1. Introduction
Many social relationships could be represented by assigned networks with positive or negative sign edges. Positive edges in a signed network represent positive ties, such as friends, trust, and support, whereas negative edges represent negative relationships, such as enemies, mistrust, and resistance [
1]. In addition, complicated systems exist where positive and negative interactions are implicit. For example, a hyperlink on a website may convey acceptance or disapproval of the target page, depending on the semantics of both pages. It has been proven that such invisible negative links are predictable, and they can convey significantly different feature information than positive links [
2]. It is increasingly recognized that mining adversarial relationships in social systems has a wide range of applications in social network analysis, such as social sentiment analysis [
3,
4,
5] and relationship recommendation [
6].
Network embedding refers to learning a fixed-length, low-dimensional vector for each node. It is essential for a variety of social network analysis tasks, such as link prediction, node classification, etc., and it has gained interest in data mining and social computing [
7,
8,
9,
10,
11,
12]. Recently, network embedding has been greatly improved by graph neural networks (GNNs) because of their tremendous end-to-end modeling capabilities. By combining graph theory and the convolution theorem, Bruna [
13] developed the first graph convolutional neural (GCN) network. However, this is hampered by a high level of temporal complexity. In order to address this issue, ChebNet [
14] and GCN suggest parametrizing the convolution kernel in spectral approaches to minimize temporal complexity. Despite being spectral approaches, these two have started spatially defining node weight matrices. Inspired by these major approaches, spatial methods began to represent node weights using the attention mechanism, sample mechanism, and aggregate mechanism.
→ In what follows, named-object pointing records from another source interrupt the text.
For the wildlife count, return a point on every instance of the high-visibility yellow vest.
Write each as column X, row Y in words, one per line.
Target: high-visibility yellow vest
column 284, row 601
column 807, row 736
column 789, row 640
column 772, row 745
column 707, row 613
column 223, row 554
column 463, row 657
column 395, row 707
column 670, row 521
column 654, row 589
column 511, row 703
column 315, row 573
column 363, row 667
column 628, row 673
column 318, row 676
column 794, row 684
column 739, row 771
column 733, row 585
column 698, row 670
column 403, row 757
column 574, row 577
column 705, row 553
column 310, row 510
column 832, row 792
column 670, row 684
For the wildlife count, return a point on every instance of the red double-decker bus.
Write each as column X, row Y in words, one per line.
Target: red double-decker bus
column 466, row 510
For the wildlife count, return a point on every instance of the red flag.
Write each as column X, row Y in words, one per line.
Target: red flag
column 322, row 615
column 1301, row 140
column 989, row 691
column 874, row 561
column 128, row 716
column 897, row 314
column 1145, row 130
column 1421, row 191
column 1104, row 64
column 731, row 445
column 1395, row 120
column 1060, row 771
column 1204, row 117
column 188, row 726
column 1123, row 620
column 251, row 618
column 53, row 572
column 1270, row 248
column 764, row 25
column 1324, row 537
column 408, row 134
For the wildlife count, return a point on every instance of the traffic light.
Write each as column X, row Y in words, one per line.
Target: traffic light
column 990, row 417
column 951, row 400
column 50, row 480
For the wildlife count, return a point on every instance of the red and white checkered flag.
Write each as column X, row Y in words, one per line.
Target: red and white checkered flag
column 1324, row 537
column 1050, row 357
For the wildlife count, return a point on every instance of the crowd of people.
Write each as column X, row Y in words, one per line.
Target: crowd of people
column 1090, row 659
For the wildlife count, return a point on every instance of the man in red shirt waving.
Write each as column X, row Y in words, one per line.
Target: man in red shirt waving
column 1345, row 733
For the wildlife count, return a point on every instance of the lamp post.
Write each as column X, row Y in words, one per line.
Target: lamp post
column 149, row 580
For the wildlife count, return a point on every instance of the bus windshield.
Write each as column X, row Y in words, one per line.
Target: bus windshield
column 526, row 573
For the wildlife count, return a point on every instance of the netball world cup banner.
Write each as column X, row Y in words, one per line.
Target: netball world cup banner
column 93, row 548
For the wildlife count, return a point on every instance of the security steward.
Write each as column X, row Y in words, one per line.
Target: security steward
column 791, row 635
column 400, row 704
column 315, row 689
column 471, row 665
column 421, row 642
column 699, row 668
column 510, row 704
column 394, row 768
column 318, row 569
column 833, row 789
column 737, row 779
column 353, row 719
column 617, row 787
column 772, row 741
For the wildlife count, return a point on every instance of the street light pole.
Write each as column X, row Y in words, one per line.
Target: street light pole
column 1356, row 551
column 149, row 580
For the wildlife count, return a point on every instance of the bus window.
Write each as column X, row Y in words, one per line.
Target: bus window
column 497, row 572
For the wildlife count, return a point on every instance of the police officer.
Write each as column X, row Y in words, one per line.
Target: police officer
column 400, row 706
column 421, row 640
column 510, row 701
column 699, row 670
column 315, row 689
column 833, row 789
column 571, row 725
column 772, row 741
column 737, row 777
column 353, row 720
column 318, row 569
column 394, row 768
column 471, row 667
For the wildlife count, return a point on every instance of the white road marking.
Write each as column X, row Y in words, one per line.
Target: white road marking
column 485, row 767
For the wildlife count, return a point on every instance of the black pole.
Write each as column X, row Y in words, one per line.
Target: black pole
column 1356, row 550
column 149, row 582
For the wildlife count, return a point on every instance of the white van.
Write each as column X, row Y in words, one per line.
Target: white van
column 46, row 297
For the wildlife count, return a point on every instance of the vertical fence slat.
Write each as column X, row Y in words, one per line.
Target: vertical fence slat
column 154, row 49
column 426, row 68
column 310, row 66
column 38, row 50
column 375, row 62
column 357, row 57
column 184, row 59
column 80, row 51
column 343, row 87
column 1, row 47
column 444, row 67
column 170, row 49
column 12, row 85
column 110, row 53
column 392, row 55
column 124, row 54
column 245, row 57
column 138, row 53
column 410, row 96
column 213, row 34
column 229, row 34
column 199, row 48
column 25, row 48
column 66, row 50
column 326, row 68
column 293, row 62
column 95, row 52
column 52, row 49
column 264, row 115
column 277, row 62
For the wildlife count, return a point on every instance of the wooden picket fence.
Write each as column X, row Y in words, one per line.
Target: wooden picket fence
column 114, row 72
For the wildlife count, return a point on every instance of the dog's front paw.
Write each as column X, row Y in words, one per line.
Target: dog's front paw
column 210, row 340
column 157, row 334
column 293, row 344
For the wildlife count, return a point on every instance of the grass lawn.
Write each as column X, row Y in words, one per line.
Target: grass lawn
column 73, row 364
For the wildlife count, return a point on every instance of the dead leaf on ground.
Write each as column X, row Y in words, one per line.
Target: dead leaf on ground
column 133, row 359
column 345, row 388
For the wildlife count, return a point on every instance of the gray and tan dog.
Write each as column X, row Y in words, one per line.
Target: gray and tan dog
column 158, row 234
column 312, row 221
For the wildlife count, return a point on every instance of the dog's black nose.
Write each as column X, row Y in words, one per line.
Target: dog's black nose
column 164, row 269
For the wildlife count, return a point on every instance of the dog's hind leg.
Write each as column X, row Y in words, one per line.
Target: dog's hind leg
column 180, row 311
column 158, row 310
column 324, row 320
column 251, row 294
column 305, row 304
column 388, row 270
However, traditional GCNs cannot be used on signed networks [
15,
16] since there exist specific principles led by social theory, such as “the enemy of my enemy is my friend”, which demonstrates that negative links can have a big impact on the quality of node embeddings. For the purpose of accurately locating the role of the negative links, many tremendous efforts have been devoted to designing network embedding methods, especially for signed networks. For example, SiNE [
17] (Signed Network Embedding) learned a low-dimensional vector embedding by using structure balance theory in signed networks. SGCN [
18] expanded GCN to signed networks and designed both positive and negative aggregators for the purpose of generating node embeddings based on balance theory. SiGAT [
19] integrated attention mechanisms to signed directed networks and built a motifs-based graph neural network model. However, few known approaches take the hierarchical graph pooling of the networks into consideration, which is critical for improving the representation power of a graph, in light of the fact that hierarchical graph pooling can enhance representation learning with high-order structural information.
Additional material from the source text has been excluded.